From: Geoff Clements on
C. wrote:

> Hi,
>
> Bit of an irritation rather than a must-have this one.
>
> Screen on the old laptop died - but its still a workng computer - so
> I've hooked it up to the TV. Unfortunately the latter seems very fussy
> about the video modes it supports (nothing faster than 60Hz), I've
> changed the Linux kernel options in grubs menu.lst to boot up int a
> suitable text mode (vga=773), and X is quite usable @ 1924 x 768 (in
> fact I'm sitting in front of and typing on the very hardware right
> now). The only downside is that the screen can't sync when the grub
> menu is shown! So I just need to wait for it to timeout!
>
> Any ideas?
>

It's been a while since I looked as such things but ...
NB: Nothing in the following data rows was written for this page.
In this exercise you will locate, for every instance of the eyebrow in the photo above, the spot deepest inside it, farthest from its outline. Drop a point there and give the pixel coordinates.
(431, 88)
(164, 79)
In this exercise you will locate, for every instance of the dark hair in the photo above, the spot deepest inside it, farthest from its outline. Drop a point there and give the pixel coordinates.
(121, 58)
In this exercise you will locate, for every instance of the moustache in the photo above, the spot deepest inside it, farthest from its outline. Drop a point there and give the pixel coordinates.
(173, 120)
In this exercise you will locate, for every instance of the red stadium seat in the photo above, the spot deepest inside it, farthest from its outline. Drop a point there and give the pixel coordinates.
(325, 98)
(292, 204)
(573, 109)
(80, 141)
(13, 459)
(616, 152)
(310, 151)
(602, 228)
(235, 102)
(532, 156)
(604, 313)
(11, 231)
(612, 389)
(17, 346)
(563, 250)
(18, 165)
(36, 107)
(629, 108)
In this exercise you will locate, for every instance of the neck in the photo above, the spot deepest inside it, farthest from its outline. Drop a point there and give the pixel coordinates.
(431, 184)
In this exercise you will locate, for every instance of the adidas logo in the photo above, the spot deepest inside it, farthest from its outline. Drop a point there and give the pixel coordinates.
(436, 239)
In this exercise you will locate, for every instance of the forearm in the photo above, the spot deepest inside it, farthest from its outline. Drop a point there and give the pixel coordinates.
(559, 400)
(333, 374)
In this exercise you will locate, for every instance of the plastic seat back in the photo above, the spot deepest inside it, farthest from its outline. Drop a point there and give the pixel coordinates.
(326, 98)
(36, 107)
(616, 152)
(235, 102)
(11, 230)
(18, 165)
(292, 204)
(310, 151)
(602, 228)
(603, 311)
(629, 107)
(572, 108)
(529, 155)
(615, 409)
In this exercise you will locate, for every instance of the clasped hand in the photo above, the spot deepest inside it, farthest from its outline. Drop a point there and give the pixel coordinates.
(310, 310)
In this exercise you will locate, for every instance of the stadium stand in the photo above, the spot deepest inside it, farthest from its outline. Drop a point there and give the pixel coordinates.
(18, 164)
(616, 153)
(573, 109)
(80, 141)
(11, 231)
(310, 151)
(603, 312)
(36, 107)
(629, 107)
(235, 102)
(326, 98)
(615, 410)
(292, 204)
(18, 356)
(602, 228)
The vga parameter is passed to the vesafb driver which doesn't allow you to
set the refresh rate (at least this used to be the case). However there is
the uvesafb module which does allow this but you'll need to compile it
yourself and insmod it into the kernel rather than the vesefb module.

Info here:
http://dev.gentoo.org/~spock/projects/uvesafb/

--
Geoff
From: C. on
On 3 Mar, 21:56, Geoff Clements <bitbuc...(a)electron.me.uk> wrote:
> C. wrote:
> > The only downside is that the screen can't sync when the grub
> > menu is shown! So I just need to wait for it to timeout!
>
>
> The vga parameter is passed to the vesafb driver which doesn't allow you to
> set the refresh rate (at least this used to be the case). However there is
> the uvesafb module which does allow this but you'll need to compile it
> yourself and insmod it into the kernel rather than the vesefb module.
>
> Info here:http://dev.gentoo.org/~spock/projects/uvesafb/
>

Thanks Geoff - but thats for the Linux Kernel - I'm trying to fix it
on the grub menu - before the kernel boots

:(

C.
From: Geoff Clements on
C. wrote:

> On 3 Mar, 21:56, Geoff Clements <bitbuc...(a)electron.me.uk> wrote:
>> C. wrote:
>> > The only downside is that the screen can't sync when the grub
>> > menu is shown! So I just need to wait for it to timeout!
>>
>>
>> The vga parameter is passed to the vesafb driver which doesn't allow you
>> to set the refresh rate (at least this used to be the case). However
>> there is the uvesafb module which does allow this but you'll need to
>> compile it yourself and insmod it into the kernel rather than the vesefb
>> module.
>>
>> Info here:http://dev.gentoo.org/~spock/projects/uvesafb/
>>
>
> Thanks Geoff - but thats for the Linux Kernel - I'm trying to fix it
> on the grub menu - before the kernel boots
>
> :(
>

Ooopps sorry, my bad.

Looking at Grub2 development it look like they've got a video API,
http://grub.enbug.org/VideoSubsystem, but I don't think it can do with what
you want.

I know there are other bootloaders around, have you checked these out?